Single by Calle 13 featuring Bajofondo & Panasuyo

from the album Residente o Visitante
- Released: March 27, 2007
- Genre: Reggaeton, tango
- Length: 4:15
- Label: Sony BMG Music Entertainment (US Latin)
- Songwriter(s): Eduardo Cabra, Rene Perez, Juan Campodónico, Gustavo Santaolalla
- Producer(s): Eduardo Cabra, Gustavo Santaolalla, Juan Campodónico

Calle 13 singles chronology
| "La Jirafa" (2006) | "Tango del Pecado" (2007) | "La Cumbia de los Aburridos" (2007) |

= Tango del Pecado =

"Tango del Pecado" (Tango of Sin) is the first single from Calle 13's second album, Residente o Visitante. The song features Bajofondo & Panasuyo and was released on iTunes via digital download on March 27, 2007.

==Composition==
===Music===
"Tango del Pecado" mixes tango and reggaeton, and has been referred to as "tango-tón". The song features Argentinian music producer Gustavo Santaolalla and his Bajafondo Tango Club.

===Lyrics===
The inspiration behind the song stems from the public's reaction to his real-life relationship with former Miss Universe Denise Quiñones, and a negative letter that Residente received from someone after he began dating her in which it was stated that Quiñones was going to burn in hell for dating the rapper. "Tango del Pecado" is addressed to Quiñones' parents, who did not approve of the couple's relationship. He explains that the song expresses how he will still date her regardless of their opinions, and also that "It's a calling out of the morality of Latin America. It's just an invitation to turn everything upside-down by embracing the ugly and profane in life and, you know, asking people to go on that journey." "Tango del Pecado" is the only single from Residente o Visitante that didn't need to be slightly edited due to vulgar lyrics.

==Music video==
Filmed on February 25, 2007 at the Hacienda Siesta Alegre, in the town of Río Grande, Puerto Rico, the video suggests a surreal sequence where Residente and real-life girlfriend Denise Quiñones are married in a garden, with barbed wire physically separating their families, Puerto Rico comedian Sunshine Logroño dressed as an archbishop to marry them, Tego Calderón and Julio Voltio acting as best men, and various peculiar characters surrounding them. It ends with a UFO abducting Residente and Quiñones after the wedding. The video was directed by Gabriel Coss and Israel Lugo.
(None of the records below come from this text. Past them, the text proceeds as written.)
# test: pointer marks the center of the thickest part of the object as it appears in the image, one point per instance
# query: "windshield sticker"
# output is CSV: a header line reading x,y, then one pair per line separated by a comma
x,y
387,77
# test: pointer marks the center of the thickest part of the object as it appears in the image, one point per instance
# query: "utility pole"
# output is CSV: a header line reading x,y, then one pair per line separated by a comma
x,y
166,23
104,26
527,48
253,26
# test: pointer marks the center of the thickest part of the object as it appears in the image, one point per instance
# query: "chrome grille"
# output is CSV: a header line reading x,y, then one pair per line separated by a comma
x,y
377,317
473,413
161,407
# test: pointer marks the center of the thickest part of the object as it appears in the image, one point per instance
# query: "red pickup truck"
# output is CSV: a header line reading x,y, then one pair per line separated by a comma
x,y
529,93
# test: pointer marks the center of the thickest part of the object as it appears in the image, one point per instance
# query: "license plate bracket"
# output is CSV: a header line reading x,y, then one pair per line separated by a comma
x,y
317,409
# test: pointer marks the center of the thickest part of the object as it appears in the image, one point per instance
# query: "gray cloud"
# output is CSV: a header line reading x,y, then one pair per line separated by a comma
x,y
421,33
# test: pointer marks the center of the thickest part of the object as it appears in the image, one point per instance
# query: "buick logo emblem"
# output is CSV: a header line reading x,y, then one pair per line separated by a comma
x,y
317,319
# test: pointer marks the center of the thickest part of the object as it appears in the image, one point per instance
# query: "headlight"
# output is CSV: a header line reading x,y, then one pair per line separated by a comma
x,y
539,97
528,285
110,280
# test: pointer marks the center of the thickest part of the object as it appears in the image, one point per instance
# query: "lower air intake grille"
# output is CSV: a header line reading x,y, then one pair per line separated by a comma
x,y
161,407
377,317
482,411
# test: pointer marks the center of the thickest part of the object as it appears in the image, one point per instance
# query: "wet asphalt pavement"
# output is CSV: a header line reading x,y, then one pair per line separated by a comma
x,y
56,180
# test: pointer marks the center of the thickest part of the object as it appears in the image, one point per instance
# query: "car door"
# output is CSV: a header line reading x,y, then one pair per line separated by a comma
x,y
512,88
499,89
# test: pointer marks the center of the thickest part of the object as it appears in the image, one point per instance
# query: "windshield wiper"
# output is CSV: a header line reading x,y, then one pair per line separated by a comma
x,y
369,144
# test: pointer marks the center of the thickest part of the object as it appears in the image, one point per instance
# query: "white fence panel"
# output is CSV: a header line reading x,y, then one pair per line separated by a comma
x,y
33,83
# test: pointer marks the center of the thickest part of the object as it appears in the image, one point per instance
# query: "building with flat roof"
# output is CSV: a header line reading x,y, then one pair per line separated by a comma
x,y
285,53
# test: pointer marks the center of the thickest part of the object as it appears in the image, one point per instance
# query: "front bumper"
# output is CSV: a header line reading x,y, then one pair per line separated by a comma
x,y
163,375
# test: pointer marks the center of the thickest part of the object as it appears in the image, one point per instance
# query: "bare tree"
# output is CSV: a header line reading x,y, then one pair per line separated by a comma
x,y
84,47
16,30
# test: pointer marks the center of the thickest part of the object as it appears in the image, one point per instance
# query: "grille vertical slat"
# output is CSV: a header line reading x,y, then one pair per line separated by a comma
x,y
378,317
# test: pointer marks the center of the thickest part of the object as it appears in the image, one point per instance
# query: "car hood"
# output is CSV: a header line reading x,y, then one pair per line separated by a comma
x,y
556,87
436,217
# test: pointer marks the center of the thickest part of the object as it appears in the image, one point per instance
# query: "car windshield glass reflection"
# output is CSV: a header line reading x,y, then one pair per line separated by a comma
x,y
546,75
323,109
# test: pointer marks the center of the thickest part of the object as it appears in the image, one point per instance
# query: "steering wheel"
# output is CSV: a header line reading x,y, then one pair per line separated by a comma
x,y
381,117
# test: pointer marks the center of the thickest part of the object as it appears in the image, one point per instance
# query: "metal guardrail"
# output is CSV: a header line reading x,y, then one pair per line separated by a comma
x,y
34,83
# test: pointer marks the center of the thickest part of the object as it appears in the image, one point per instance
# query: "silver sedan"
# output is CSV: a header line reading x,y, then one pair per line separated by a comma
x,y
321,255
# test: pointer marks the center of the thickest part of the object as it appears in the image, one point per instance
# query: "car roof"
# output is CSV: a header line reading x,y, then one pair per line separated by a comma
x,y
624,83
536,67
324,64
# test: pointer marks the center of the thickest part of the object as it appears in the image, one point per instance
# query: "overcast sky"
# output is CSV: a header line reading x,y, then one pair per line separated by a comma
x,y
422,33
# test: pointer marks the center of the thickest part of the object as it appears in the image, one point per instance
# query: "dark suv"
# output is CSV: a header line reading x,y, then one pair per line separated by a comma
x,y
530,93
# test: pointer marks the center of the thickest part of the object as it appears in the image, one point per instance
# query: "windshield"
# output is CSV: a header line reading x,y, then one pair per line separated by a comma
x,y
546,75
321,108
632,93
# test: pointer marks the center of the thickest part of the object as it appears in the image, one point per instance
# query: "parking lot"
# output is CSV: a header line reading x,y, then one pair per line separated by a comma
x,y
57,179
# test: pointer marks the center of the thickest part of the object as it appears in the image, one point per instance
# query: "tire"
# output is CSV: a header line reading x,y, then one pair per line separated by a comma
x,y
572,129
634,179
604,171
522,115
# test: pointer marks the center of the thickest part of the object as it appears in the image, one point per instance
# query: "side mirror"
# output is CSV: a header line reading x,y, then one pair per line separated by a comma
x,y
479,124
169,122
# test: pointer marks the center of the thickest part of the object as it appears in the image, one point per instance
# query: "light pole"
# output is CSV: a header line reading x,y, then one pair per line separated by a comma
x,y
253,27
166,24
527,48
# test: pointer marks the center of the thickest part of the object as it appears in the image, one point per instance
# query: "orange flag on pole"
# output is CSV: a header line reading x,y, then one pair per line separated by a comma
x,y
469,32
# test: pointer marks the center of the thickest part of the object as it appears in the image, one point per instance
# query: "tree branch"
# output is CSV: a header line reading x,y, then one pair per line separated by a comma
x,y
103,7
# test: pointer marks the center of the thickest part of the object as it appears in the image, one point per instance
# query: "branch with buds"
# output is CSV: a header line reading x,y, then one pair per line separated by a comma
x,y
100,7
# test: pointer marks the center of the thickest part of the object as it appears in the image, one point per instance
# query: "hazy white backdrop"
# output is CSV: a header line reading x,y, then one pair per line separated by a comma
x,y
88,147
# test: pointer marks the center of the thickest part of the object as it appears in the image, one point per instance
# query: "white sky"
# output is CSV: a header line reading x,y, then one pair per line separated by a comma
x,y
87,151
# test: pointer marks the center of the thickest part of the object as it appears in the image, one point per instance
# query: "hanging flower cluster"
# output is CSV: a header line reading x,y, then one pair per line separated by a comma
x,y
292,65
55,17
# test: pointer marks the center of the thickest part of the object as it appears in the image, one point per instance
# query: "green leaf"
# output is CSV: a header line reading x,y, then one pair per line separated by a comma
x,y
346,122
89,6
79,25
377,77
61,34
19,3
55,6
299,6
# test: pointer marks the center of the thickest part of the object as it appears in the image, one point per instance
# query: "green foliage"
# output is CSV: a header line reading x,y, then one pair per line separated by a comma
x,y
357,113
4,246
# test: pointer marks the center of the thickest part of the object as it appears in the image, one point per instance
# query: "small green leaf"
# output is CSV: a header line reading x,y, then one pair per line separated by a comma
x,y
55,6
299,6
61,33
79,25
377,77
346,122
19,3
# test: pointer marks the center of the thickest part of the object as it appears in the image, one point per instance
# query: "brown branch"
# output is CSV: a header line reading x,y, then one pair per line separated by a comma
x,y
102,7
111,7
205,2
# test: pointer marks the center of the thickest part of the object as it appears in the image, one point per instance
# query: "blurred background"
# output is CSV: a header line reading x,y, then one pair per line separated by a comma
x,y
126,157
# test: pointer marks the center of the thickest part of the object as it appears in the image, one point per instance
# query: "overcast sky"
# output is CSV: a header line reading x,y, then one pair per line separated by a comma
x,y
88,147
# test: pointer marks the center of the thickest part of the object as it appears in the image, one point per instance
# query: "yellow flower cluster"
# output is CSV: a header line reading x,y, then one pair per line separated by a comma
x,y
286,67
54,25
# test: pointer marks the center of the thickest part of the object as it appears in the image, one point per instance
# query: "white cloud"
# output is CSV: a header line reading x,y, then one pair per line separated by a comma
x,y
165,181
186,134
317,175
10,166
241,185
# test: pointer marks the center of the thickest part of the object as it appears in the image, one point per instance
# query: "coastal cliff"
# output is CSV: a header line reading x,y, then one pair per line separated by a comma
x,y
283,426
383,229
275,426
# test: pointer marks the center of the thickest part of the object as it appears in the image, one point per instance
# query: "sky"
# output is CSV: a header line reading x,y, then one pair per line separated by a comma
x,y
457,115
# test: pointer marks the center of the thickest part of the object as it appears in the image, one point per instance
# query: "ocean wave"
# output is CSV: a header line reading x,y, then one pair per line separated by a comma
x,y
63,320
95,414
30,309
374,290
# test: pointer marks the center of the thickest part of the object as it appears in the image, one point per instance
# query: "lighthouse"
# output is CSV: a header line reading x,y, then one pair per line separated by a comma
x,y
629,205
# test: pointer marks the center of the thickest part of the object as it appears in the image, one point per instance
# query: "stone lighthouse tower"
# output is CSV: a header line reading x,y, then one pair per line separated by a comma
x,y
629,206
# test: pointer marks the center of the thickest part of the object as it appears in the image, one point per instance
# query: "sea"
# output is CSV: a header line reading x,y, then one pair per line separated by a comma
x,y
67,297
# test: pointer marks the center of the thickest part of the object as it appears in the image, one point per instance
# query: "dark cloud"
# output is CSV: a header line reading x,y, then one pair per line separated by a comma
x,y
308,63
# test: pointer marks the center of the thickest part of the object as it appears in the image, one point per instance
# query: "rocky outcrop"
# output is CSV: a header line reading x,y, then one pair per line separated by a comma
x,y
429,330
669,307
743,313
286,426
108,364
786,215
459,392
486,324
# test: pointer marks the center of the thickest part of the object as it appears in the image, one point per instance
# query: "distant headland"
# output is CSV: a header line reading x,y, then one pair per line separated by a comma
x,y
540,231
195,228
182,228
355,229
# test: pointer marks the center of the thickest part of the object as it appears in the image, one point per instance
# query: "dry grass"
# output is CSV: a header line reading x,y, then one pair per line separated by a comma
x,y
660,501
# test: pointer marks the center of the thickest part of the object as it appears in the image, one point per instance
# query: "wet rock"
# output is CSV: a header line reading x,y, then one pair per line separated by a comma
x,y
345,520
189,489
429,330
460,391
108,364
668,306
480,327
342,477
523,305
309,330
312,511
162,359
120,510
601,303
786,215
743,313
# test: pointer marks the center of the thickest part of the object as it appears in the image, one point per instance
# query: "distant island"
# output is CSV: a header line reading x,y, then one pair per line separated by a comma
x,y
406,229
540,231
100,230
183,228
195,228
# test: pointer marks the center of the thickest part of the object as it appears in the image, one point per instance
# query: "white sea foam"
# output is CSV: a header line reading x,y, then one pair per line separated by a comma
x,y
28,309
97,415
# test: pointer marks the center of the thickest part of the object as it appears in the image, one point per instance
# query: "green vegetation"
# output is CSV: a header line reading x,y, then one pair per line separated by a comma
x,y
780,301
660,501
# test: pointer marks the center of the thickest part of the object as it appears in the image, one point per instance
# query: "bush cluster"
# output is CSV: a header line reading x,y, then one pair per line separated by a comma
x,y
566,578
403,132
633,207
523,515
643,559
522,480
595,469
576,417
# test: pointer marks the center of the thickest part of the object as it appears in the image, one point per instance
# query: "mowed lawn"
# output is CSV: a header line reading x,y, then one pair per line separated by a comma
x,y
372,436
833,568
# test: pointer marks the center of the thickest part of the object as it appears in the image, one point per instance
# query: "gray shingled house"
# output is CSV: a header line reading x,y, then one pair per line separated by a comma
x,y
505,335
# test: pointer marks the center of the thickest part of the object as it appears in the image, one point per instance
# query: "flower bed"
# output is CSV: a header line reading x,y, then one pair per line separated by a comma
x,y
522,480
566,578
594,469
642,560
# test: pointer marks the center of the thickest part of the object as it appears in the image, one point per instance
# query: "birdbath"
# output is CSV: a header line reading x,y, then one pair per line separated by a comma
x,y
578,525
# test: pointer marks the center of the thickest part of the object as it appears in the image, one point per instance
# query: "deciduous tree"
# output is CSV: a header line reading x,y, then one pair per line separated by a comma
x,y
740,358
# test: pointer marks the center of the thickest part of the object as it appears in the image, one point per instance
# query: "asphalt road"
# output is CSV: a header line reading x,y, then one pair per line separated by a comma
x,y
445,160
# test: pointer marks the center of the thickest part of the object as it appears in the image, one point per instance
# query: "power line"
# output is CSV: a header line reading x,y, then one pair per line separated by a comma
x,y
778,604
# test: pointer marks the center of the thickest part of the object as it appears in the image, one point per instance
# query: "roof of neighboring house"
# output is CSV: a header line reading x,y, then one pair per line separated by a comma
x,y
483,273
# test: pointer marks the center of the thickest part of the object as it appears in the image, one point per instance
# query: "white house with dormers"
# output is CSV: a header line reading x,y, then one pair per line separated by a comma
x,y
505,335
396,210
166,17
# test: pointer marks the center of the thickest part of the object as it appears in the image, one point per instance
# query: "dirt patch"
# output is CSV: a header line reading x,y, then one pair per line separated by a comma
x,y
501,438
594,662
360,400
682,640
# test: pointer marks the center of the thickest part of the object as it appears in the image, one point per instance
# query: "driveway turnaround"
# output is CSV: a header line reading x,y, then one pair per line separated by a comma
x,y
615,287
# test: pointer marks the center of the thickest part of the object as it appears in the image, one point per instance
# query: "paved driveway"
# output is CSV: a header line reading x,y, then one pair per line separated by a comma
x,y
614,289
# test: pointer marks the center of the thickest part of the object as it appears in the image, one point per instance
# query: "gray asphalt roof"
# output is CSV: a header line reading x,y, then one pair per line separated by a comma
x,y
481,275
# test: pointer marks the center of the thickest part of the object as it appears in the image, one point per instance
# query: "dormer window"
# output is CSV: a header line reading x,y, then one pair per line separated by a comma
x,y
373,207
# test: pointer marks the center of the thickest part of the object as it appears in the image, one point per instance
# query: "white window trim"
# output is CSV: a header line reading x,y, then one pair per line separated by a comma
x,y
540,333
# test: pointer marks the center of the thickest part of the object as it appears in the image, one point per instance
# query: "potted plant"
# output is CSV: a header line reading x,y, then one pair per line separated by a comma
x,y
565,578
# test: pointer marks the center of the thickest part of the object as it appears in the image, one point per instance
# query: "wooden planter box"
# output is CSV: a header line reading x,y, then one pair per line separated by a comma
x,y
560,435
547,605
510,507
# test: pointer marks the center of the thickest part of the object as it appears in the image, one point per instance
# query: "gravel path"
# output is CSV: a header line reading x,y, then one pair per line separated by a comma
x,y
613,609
On August 29, 2007, the video received a Latin Grammy nomination for Best Short Form Music Video.

==Reception==
"Tango del Pecado" reached number 14 on the Billboard Latin Rhythm Airplay chart.

Agustin Gurza of the Los Angeles Times referred to "Tango del Pecado" as "deliciously seductive" and "[one] of the most memorable songs of the year." Jason Birchmeier of Allmusic enjoyed the Residente's storytelling on the track, calling the song a "clever narrative".